Die Beklagte rügt die Zulässigkeit der Feststellungsanträge. Ein unionsrechtlicher Erstattungsanspruch stehe der Klägerin nicht zu. Die einschlägige Richtlinie sei nicht drittschützend. Darüber hinaus liege kein qualifizierter Verstoß gegen das Unionsrecht vor, der noch dazu einen kausalen Schaden verursacht habe.

Wegen der erstinstanzlichen Anträge und des ergänzenden Sachverhalts wird auf den Tatbestand des landgerichtlichen Urteils verwiesen.

Das Landgericht hat die Klage abgewiesen. Ob das gemäß § 256 ZPO erforderliche Feststellungsinteresse bestehe, könne dahinstehen, weil die Klage als unbegründet abzuweisen sei.

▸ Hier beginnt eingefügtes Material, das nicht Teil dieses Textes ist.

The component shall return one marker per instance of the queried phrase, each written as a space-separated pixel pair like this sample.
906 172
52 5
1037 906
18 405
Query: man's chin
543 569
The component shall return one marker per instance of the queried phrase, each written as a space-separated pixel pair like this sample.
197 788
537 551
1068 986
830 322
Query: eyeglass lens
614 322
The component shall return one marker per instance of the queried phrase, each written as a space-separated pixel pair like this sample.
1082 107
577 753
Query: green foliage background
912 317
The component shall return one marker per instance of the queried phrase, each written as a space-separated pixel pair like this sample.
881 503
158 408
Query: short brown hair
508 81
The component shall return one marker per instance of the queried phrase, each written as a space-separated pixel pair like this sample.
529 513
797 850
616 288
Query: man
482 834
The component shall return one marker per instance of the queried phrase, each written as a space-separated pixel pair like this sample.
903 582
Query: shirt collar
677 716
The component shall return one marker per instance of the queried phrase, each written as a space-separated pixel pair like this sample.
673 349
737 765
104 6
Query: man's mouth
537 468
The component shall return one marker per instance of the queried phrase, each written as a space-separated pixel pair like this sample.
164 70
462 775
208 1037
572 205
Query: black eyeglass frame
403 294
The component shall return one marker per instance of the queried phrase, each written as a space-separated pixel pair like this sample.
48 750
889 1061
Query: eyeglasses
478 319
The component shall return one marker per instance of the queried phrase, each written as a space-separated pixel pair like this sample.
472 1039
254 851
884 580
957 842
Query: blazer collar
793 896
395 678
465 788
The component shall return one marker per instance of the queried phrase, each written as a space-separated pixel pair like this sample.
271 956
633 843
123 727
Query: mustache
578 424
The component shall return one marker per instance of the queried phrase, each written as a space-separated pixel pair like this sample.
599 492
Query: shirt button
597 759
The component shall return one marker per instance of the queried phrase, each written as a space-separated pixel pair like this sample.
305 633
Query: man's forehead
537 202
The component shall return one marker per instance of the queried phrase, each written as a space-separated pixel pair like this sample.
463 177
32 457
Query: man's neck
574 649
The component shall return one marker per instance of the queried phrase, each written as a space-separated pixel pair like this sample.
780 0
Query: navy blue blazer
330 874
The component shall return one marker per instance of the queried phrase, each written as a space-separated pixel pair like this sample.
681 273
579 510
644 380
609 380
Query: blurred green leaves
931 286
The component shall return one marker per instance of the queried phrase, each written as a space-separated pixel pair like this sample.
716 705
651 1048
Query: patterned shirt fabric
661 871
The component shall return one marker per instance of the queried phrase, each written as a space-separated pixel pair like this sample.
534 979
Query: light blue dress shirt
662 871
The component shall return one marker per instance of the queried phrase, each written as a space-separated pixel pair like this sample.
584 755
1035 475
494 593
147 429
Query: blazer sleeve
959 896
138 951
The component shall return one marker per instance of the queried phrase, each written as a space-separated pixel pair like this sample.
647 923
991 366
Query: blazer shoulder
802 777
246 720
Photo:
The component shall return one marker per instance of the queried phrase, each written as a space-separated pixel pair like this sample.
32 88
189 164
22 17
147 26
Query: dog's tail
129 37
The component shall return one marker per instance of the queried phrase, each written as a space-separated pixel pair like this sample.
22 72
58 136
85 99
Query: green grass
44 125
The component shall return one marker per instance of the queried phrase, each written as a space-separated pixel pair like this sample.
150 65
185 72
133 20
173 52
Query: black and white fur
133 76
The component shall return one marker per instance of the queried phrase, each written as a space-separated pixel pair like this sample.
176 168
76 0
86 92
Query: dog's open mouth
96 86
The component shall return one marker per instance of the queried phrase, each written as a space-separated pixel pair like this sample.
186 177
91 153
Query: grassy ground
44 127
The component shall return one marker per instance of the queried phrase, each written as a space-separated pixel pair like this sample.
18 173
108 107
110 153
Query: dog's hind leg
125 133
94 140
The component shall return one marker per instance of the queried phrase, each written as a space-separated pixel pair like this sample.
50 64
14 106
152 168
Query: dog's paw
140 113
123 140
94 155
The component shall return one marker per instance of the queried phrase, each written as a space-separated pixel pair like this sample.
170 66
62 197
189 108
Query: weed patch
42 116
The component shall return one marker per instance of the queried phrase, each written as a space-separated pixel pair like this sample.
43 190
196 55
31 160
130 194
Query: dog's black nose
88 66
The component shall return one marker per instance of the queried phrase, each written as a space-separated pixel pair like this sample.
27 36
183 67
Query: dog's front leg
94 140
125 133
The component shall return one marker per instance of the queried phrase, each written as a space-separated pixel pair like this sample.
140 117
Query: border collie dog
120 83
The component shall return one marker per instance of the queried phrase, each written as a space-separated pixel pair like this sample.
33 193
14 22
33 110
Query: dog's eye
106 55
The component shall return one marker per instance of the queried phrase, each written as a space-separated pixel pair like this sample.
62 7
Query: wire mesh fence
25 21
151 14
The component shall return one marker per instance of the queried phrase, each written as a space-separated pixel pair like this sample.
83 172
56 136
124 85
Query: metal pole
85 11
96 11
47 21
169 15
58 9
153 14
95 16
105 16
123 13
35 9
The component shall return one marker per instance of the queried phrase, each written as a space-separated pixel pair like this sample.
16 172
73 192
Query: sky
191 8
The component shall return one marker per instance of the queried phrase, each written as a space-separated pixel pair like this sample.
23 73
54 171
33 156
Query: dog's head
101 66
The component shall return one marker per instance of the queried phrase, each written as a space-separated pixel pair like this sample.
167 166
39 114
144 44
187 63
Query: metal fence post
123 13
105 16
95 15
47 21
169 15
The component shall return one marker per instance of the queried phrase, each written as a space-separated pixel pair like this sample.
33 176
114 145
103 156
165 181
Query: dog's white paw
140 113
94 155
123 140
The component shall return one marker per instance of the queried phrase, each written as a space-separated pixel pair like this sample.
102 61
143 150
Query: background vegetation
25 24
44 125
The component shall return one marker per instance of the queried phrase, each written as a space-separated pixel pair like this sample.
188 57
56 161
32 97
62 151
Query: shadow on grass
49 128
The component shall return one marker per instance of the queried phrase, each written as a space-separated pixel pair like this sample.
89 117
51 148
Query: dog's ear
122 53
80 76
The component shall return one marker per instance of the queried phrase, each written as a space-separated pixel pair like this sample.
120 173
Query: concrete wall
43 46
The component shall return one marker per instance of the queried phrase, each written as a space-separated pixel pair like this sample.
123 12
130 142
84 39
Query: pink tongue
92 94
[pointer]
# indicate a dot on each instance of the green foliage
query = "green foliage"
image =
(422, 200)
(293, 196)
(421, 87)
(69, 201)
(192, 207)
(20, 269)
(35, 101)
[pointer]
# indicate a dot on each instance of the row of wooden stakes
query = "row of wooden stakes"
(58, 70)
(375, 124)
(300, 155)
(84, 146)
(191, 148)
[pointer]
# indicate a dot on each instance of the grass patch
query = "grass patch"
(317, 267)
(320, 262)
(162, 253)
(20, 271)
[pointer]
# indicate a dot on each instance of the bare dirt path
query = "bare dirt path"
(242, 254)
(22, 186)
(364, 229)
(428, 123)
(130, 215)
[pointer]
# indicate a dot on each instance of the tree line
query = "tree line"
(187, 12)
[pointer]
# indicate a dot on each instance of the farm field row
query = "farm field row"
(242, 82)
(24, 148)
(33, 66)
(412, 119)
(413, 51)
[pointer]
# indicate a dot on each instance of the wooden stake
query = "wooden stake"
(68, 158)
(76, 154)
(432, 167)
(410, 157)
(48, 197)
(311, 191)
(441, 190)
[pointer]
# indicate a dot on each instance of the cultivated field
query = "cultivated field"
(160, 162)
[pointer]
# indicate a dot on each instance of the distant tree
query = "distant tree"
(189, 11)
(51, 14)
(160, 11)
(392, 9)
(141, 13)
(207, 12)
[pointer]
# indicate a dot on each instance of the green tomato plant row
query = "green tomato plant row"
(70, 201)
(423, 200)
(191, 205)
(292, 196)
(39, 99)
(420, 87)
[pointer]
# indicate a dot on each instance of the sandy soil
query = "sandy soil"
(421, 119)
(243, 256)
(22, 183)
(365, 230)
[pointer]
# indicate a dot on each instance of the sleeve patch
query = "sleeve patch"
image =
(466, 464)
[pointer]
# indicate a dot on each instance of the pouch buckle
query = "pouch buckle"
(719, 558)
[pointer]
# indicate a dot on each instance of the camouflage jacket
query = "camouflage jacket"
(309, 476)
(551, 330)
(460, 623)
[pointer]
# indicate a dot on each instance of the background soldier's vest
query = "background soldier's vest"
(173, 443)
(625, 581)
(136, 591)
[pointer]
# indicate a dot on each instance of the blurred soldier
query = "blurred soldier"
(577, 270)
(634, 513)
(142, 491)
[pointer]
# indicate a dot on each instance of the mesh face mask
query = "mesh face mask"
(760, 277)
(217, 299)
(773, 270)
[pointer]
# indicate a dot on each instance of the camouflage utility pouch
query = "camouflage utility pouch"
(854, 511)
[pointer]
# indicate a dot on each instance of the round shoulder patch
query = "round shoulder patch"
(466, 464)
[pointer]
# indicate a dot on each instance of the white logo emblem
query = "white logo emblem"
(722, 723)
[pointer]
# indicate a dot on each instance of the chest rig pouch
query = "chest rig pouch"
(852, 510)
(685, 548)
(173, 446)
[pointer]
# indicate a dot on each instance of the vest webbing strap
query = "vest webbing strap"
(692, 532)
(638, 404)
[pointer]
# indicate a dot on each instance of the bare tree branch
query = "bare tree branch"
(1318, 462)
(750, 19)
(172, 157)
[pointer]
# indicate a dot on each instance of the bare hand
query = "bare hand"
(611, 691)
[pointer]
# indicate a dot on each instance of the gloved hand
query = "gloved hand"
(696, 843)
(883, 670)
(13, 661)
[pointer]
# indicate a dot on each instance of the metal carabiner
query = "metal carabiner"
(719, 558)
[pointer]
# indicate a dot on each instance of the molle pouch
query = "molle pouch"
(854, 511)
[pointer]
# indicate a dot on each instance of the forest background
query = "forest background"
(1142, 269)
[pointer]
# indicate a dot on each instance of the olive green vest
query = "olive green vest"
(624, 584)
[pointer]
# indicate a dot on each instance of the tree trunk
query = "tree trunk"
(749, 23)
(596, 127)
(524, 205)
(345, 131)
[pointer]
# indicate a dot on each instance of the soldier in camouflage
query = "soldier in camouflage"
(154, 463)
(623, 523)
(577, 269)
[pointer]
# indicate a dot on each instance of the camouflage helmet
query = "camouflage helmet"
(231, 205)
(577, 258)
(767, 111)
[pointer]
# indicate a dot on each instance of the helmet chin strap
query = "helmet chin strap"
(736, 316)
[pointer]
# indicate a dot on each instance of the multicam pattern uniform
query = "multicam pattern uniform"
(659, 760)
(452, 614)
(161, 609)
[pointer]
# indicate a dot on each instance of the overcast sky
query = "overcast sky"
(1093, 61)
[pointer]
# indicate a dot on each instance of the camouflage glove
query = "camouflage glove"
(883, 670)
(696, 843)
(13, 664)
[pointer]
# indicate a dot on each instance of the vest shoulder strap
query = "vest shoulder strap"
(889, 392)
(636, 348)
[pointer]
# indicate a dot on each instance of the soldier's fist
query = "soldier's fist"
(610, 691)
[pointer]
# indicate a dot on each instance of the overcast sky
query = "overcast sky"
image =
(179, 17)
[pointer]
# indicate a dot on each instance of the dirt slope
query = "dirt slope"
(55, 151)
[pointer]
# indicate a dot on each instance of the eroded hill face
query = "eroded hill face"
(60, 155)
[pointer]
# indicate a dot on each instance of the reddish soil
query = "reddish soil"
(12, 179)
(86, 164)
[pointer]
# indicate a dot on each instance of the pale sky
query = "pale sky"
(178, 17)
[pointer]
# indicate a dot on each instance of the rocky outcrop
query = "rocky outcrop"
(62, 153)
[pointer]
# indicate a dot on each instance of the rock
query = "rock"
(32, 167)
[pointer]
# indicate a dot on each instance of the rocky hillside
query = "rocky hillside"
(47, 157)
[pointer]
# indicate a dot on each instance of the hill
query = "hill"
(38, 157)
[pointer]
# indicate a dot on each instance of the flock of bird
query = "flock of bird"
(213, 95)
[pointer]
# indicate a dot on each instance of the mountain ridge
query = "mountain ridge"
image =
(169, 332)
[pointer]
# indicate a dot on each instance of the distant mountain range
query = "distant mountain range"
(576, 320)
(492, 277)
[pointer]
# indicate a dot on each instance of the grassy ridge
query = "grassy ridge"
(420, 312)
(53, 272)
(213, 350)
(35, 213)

Es sei darüber hinaus zweifelhaft, ob der Klägerin überhaupt ein auf die behauptete Verletzungshandlung zurückzuführender Schaden entstanden sei, weil die Klägerin das Fahrzeug in Kenntnis der Betroffenheit des Fahrzeugs vom Abgasskandal erworben habe und ein etwaiger Minderwert bereits beim Erwerb durch die Klägerin berücksichtigt worden sei.

Der Klägerin stehe kein Schadensersatzanspruch zu. Bei den behaupteten Unionsrechtsverstößen - der angeblich unzureichenden Umsetzung des gebotenen Sanktionssystems un...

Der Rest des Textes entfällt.